Frisbee Golf This game is best played in a large, open field. (Each person will need one Frisbee.) Choose around six or seven objects as targets for your golf "holes." Players will then take turns tossing their Frisbees toward the target. Keep track of how many throws it takes to hit the target. The player with the fewest throws at the end wins.
Memorable Moment Start off the game by telling your child three things that happened throughout your day. Then, have your child try to guess which one was most exciting for you, and why. After he or she has guessed, tell your child which event was more exciting for you than the other two and why. Next, it's your child's turn to think up three events, and your turn to guess. Your child will enjoy sharing, and you will learn at least three things he or she did that day.

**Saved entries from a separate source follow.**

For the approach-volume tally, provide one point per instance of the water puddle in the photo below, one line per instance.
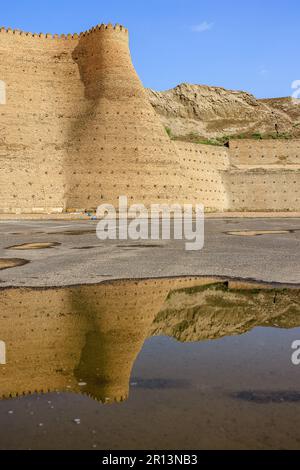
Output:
(168, 363)
(34, 246)
(6, 263)
(257, 233)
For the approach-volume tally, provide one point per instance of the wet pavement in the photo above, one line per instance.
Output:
(187, 363)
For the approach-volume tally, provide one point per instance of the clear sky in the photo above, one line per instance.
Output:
(247, 45)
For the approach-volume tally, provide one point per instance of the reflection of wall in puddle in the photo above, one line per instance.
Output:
(86, 339)
(57, 339)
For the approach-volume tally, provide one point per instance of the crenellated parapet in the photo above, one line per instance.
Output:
(71, 36)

Smarter Than . . . Who? This is a game you can save for the beginning of the school year! Ask your children to quiz you on the things they learned at school that day. For example, if your student is studying world history, they may ask you, "When was the Magna Carta signed?" You answer, and they will tell you if you are correct. Then let them ask another question. By the end of the game, your children will feel proud of all that they've learned (and extra proud when they stump you!), and you will have a little glimpse into what they are learning at school.
Road Trip Games
The Car Next Door Come up with stories about the people in the other cars on the road. Pick a car and glance at its passengers. Then have everyone take a turn telling something about the life of the people in the "car next door."
Animal Battle Everyone gets to create an animal by combining two real or imaginary creatures. For example - a snonkey (snake-monkey), an elephino (elephant-rhinoceros), or a unifly (unicorn-butterfly). Then, everyone in the car takes turns defending why their animal would win in a battle against the other imagined animals. Include rules against graphic descriptions to keep it light and fun.
Who Am I? One person thinks of a person, place, or thing that everyone in the car can recognize. The person thinking of the subject will give one clue at a time. For example:
- I am bigger than a horse
- I live in water
- I was in a movie
After each clue, anyone can guess. The first person to guess the person, place, or thing is then "it" and gets to think up the next subject.